Cosmopolitanism and self-esteem

Centre d'Estudis Jordi Pujol (CEJP)
Editorial / October 03, 2006

A middle-aged woman, of a well-to-do appearance, sits down on a train next to two black-African passengers. She looks at them again and again. She feels almost duty-bound to show them hospitality, interest and show off her cultural prowess. All at the same time. She smiles at them and enquires in English: "What is your language?". With a broad grin, one of them replies: "Wolof". The lady fails to understand, so she assumes they do not understand English. She repeats the question in French: "Quelle langue parlez-vous? Votre langue originelle?", emphasising "originelle" so as to avoid confusion. The question receives the same reply: "Wolof". She is taken aback and withdraws her charm. Her eyes betray her disappointment; she feels pity for these unfortunate men with such evident language difficulties.

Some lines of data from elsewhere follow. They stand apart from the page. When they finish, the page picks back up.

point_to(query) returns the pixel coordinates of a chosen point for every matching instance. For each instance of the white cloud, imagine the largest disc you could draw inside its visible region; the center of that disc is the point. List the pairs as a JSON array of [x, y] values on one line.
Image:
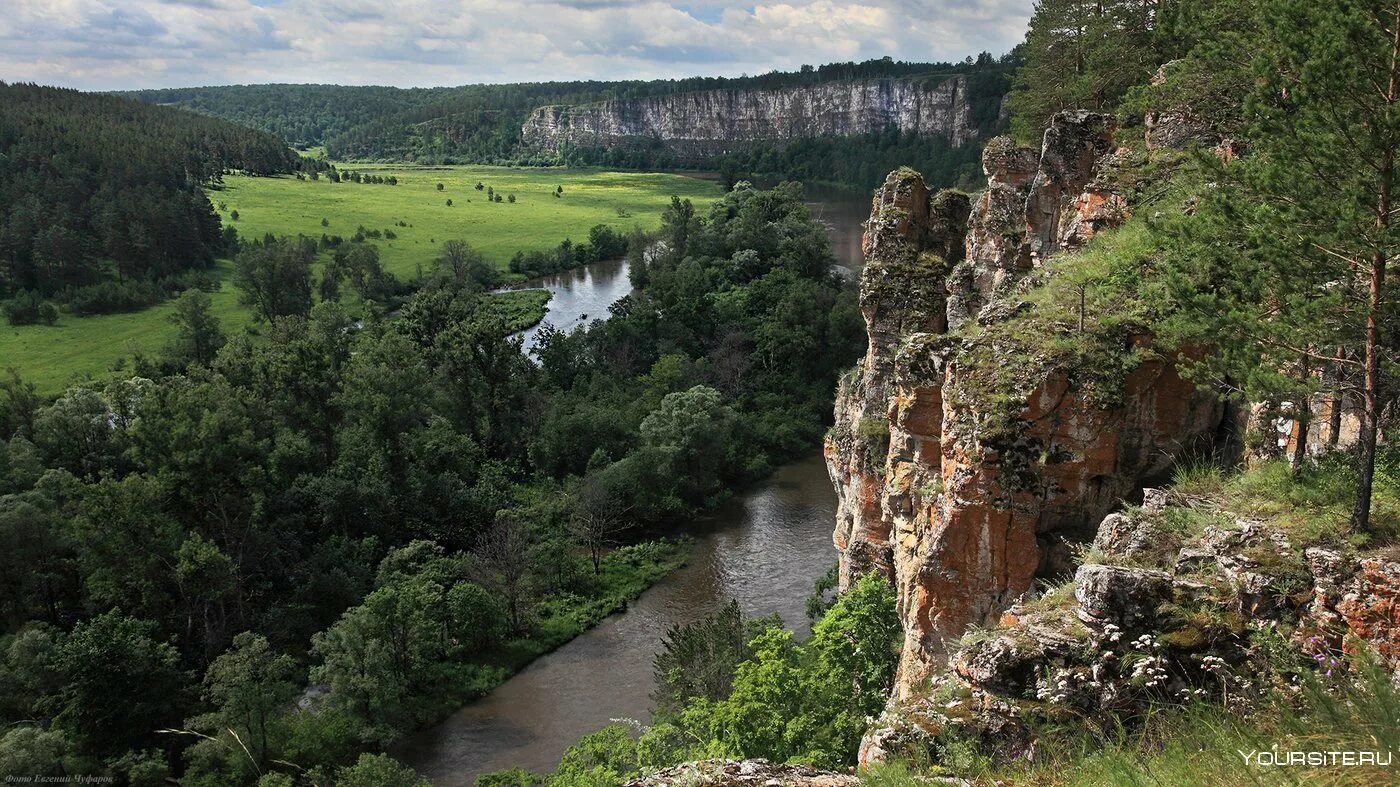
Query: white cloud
[[130, 44]]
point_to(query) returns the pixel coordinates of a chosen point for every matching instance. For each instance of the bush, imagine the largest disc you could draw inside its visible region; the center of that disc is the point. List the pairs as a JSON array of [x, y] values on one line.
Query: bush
[[30, 308]]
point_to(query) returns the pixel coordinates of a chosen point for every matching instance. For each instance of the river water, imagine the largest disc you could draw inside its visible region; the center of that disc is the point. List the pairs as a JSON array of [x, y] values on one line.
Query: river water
[[765, 549], [584, 294]]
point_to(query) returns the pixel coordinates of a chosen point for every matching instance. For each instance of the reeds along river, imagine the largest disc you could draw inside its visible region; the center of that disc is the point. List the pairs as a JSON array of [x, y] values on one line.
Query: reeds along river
[[765, 549]]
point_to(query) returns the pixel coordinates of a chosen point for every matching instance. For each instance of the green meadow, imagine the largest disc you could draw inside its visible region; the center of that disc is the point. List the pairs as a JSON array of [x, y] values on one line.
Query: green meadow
[[535, 220], [98, 347]]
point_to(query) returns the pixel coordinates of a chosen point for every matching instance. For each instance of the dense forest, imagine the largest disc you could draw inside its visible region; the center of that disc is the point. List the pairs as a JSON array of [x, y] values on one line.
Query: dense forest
[[480, 123], [100, 192], [401, 510]]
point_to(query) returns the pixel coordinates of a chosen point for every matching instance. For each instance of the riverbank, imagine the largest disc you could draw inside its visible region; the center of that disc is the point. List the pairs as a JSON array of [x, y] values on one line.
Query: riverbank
[[765, 549], [560, 616]]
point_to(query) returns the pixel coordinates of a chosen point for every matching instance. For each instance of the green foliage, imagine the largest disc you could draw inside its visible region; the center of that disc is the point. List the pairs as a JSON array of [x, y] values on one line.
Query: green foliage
[[1085, 55], [198, 336], [118, 685], [378, 770], [480, 123], [275, 276], [599, 759], [809, 702], [382, 497], [697, 660], [1203, 745], [95, 188], [248, 685]]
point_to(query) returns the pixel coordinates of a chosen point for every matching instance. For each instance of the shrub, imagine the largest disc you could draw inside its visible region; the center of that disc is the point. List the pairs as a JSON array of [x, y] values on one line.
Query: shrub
[[30, 308]]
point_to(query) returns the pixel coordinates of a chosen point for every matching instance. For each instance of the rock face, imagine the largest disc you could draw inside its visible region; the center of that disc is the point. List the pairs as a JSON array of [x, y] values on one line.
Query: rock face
[[1178, 623], [958, 507], [714, 122]]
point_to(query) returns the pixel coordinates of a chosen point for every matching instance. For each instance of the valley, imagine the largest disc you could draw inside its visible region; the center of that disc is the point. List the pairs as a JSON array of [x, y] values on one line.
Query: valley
[[102, 346]]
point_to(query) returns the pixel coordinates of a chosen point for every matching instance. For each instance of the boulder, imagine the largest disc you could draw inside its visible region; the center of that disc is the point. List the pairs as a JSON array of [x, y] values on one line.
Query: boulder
[[1124, 597]]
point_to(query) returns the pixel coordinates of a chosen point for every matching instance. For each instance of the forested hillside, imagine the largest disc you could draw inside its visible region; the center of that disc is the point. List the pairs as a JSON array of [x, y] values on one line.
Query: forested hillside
[[402, 510], [482, 123], [100, 189]]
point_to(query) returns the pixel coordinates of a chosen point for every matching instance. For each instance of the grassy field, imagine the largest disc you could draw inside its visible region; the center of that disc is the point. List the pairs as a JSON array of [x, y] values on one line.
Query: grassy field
[[536, 220], [98, 347]]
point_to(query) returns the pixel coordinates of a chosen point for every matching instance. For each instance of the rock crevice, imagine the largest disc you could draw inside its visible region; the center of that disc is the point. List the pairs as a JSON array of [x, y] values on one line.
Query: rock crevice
[[961, 509]]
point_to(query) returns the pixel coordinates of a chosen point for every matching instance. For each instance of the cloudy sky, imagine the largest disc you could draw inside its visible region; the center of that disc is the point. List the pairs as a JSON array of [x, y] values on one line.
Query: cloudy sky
[[135, 44]]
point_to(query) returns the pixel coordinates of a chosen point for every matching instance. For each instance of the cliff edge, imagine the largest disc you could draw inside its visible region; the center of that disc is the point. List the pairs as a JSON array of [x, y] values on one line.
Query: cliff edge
[[963, 454], [717, 121]]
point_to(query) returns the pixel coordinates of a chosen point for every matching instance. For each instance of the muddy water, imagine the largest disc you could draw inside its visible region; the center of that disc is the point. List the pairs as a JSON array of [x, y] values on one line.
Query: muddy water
[[765, 551], [584, 294]]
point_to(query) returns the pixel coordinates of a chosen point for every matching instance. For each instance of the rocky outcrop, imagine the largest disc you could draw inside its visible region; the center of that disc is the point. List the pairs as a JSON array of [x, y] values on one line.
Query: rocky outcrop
[[758, 772], [959, 490], [1203, 616], [714, 122]]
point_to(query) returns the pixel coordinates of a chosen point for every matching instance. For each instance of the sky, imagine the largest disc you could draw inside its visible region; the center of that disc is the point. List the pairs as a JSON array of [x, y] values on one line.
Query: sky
[[146, 44]]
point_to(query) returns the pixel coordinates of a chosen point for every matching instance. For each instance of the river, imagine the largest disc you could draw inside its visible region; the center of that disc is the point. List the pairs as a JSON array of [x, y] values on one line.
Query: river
[[765, 549], [584, 294]]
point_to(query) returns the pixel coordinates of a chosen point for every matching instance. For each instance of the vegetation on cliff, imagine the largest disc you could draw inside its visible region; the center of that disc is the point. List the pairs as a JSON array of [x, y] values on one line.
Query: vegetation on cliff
[[1229, 217]]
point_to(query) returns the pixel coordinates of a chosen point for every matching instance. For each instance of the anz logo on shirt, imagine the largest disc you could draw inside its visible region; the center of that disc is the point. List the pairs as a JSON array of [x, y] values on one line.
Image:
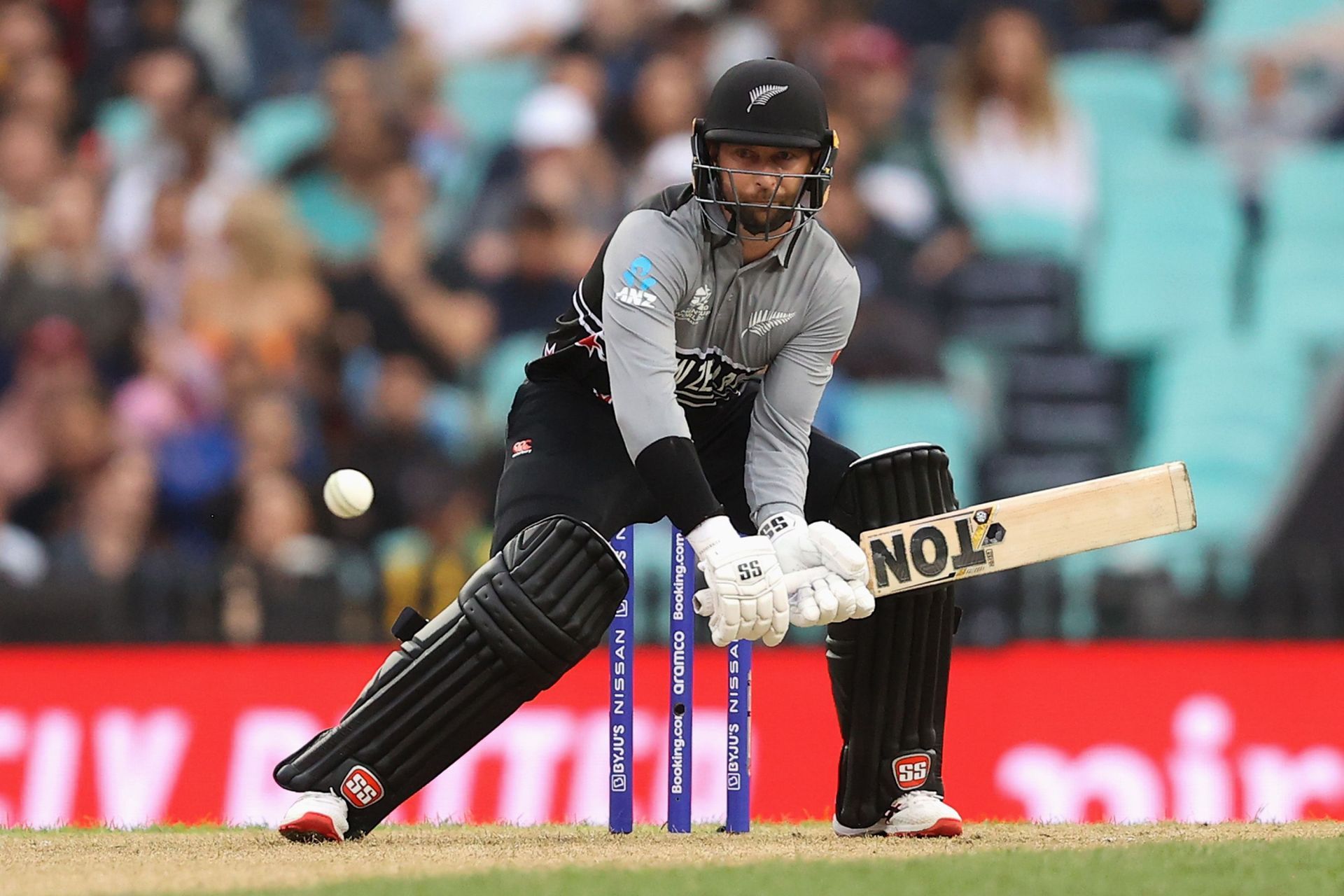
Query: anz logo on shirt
[[708, 379], [638, 280]]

Despite her "broadmindedness", she has not realised that these people know French, can get by in English and speak a little Spanish, but that their language is none of the former, regardless of how international they are. These men speak Wolof with their parents, their children, and their friends.

The poor lady is a victim of a very widespread form of an elitist cosmopolitanism, which disdains national identities as provincial and obtuse and regards as irrelevant everything that does not bear a universal label. Probably, asked the same question, she would have replied "Spanish", undervaluing the fact that she is a Catalan-speaker. She does not refuse to speak Catalan but regards it as dispensable.

If true cosmopolitism is based on the principle that all persons are equal regardless of their culture and nationality, then this must infer that all cultures and all nationalities are in the same category; otherwise we would discriminate between people according to the origin of their language. If we fail to grasp this, we can never be citizens of the world. Catalonia abounds with a cosmopolitism that, in reality, is nothing less than an elegant way to conceal an exaggerated lack of self-esteem.